Hacker News new | ask | show | jobs
by OrigamiPastrami 616 days ago
> Not sure if it was the lesson he meant to impart though since I think most took away from it that to win you need to lie, cheat and steal.

Better to teach reality than ideology, assuming you want to be a practitioner instead of a theorist.

2 comments

Nothing ever bad happened when societies trade high trust for low trust. No sir. All roses and sunshine. Certainly worthwhile for me to bend or break any rule keeping me from my best life.
Hating cheaters does nothing to change the reality of it being an effective method for getting ahead.
Only in narrow circumstances and only to a point. Or at least that's my (limited) understanding of game theory.
You're a caricature of my original point and you don't even realize it.
IME the reality is that trust erodes as cheating becomes widespread. The consequences of less trust are significantly higher costs and more stress and fear.

FWIW, I don't advocate blind trust.

Perhaps you meant to say we should teach the reality that cheating exists and is bad; not to pretend it doesn't exist? Or that it's hopeless to be honest and trustworthy because some others may not be? Which leads to ... apathy or more cheating and less trust.

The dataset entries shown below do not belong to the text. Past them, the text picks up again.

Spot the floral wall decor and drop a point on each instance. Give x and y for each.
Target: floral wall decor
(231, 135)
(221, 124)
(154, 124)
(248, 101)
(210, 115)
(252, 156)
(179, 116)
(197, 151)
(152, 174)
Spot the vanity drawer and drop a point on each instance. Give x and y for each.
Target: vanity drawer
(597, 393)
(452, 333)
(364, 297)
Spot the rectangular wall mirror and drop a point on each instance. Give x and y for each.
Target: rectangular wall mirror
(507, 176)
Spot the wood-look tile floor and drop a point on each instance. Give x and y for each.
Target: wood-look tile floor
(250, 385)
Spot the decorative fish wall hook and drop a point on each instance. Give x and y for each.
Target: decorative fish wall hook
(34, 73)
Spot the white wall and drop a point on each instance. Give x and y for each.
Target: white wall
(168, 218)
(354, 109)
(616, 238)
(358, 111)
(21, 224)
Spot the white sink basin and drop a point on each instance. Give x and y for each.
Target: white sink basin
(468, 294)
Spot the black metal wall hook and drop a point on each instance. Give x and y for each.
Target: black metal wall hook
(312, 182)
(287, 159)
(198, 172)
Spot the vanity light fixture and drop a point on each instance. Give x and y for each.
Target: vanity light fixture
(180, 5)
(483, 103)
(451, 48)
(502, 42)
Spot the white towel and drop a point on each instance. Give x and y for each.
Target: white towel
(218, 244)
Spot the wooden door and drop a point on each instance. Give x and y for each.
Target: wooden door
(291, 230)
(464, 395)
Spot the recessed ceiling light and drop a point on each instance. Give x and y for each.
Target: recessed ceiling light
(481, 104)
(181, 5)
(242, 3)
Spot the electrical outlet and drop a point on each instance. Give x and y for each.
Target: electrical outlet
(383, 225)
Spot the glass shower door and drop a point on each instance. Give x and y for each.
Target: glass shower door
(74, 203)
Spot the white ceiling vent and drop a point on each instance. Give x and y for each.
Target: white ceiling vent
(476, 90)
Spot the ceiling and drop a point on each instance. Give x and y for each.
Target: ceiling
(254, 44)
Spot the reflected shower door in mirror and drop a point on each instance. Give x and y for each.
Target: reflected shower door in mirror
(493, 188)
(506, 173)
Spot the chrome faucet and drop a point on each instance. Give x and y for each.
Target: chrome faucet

I never said cheating is moral. I said cheating is advantageous. You think cheaters care that they're hurting society? You can't be a cheater without being selfish.
It would if said cheaters were socially ostracized. Instead we make big budget movies about them, they get famous, and then earn money from the newfound attention.
And who’s fault is that exactky
Presumably people that break the rules in a high-trust society, or at least those that enable the rule-breaking.
So…. everyone?
The whole rhetoric of high trust society sounds like a fallacious argument from consequences against well deserved distrust by claiming it will basically lead to the collapse of society.
I like Margin Call's quote - "be first, be smarter, or cheat".